16.8.2018, 11:05 Uhr
Nach dem Einsturz in der norditalienischen Hafenstadt ist gründliche Ursachenforschung nötig.

© Luca Zennaro/dpa Nach dem Einsturz in der norditalienischen Hafenstadt ist gründliche Ursachenforschung nötig.

Das Problem ist bekannt: Die Infrastruktur - Straßen, Schienen, Brücken - ist veraltet, weil in den sechziger Jahren aus dem Boden gestampft. Das gilt für die Bundesrepublik wie auch für Italien. Das verlangt regelmäßige, verlässliche Kontrollen - und jetzt, nach dem Einsturz in der norditalienischen Hafenstadt, eine gründliche Ursachenforschung.

Damit aber will sich die Regierung in Rom - gestellt von Links- und Rechtspopulisten - gar nicht erst aufhalten. Die Suche nach den Schuldigen hat begonnen, ohne dass die Suche nach den Gründen  bisher überhaupt eine Chance hatte.

Verkehrsminister Danilo Toninelli hat angekündigt, dem Betreiber der Autobahn die Lizenz zu entziehen. Und Innenminister Matteo Salvini griff gar zu einer dreisten Lüge: Die Europäische Union sei Schuld, weil sie Investitionen in die Infrastruktur blockiere. Brüssel konterte überzeugend, dass Rom sogar ermuntert worden sei, genau das zu tun.

Jeder kommt als Schuldiger in Frage

Die Stoßrichtung der italienischen Politik ist klar: Jeder kommt als Schuldiger in Frage, nur nicht die eigene Regierung. Das ist ein unwürdiges Schauspiel und wird den knapp 40 Todesopfern in keiner Weise gerecht. Schon ein Mindestmaß an Anstand hätte geboten, mit solchen Äußerungen wenigstens zu warten, bis sie beerdigt sind.

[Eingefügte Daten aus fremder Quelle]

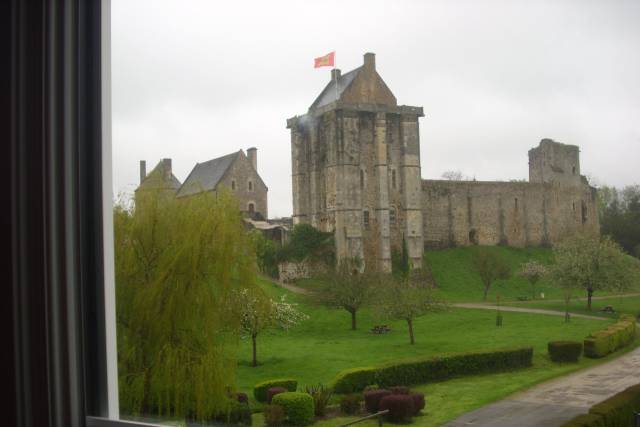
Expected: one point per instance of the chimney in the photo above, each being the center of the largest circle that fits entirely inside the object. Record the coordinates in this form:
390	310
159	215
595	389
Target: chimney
252	154
370	61
143	170
166	165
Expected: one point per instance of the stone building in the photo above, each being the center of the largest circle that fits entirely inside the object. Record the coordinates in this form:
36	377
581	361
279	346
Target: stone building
356	171
236	171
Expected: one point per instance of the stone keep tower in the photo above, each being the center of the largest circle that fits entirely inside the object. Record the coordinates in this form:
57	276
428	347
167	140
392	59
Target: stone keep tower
356	168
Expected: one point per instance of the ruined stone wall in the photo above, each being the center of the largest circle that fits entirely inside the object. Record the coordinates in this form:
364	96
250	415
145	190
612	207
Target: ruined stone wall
510	213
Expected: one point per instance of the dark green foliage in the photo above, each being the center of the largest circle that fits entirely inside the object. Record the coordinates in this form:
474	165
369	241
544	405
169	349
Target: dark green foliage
616	411
350	404
237	414
273	391
564	351
400	407
372	399
421	371
308	243
260	390
298	407
355	379
321	396
273	415
608	340
418	402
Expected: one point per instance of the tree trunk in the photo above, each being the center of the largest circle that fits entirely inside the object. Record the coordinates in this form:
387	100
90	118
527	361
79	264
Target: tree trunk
255	353
410	324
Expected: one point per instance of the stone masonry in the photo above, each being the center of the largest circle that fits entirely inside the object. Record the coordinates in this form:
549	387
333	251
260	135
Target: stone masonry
356	171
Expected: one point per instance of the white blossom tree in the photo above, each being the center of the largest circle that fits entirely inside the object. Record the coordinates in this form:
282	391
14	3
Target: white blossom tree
533	271
259	313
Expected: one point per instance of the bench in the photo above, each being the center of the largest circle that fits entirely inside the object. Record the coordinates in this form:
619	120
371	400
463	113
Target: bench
380	329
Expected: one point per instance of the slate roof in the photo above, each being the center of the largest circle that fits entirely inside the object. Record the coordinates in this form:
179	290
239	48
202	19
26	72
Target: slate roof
205	176
155	179
328	95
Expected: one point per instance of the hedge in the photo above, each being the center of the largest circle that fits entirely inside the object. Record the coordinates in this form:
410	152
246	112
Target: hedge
420	371
564	351
616	411
260	390
608	340
298	407
355	379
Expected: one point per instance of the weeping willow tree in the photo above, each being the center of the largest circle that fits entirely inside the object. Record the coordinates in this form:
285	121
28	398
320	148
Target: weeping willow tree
178	262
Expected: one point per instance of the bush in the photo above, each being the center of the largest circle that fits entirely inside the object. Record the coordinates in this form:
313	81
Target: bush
260	389
350	404
418	402
273	415
399	389
355	379
616	411
420	371
321	396
608	340
298	407
372	399
400	407
564	351
238	413
273	391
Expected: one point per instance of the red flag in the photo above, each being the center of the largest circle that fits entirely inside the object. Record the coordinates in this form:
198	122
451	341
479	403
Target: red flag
325	61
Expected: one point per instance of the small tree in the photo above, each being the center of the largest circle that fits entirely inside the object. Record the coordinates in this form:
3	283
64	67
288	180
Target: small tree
490	267
345	287
260	313
533	271
592	264
406	298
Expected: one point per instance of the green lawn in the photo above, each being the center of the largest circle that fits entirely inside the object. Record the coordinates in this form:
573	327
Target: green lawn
622	305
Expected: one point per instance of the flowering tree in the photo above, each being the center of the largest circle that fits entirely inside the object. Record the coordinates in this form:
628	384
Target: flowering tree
259	313
533	272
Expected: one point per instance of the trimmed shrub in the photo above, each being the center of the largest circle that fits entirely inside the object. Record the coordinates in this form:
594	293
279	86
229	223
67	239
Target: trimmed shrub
355	379
420	371
608	340
564	351
321	396
399	389
237	413
400	407
616	411
273	391
260	389
372	399
298	407
418	402
350	404
273	415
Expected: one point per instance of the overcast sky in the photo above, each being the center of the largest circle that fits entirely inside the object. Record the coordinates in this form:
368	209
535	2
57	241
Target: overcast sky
195	80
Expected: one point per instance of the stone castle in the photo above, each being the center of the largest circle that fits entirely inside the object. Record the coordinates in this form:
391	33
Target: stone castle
356	172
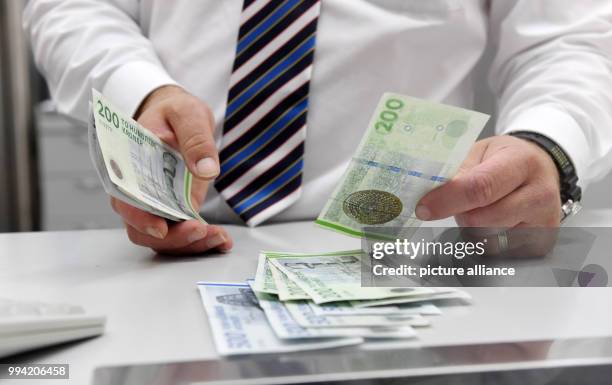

Nötig ist jetzt vor allem eine zügige, aber gründliche Ursachenforschung: Verborgene Baufehler, schlampige Kontrollen, Überlastung des Bauwerkes, falsche Reparaturen - der Einsturz kann viele Gründe haben. Es ist wichtig, sie zu analysieren, vor allem um ähnliche Ereignisse in Zukunft zu vermeiden. Und wenn der Auslöser der Tragödie erst einmal bekannt ist, dann muss es selbstverständlich auch um die Verantwortung, um die Schuld gehen.

Italiens Regierung kann sich profilieren

Die Regierung Italiens hat durchaus eine Möglichkeit, sich bis zu diesem Zeitpunkt zu profilieren: Sie kann, ja sie muss anordnen, die Kontrollen solch alter Bauwerke zu intensivieren. Und sie kann nach Wegen suchen, wie die veraltete Infrastruktur des Landes modernisiert werden kann  - finanziert entweder durch Staatsgelder oder die ziemlich teueren Mautgebühren. Die EU, so viel ist klar, wird sie daran nicht hindern.

Das wäre dann poitisch verantwortliches Handeln - und nicht billiger Populismus.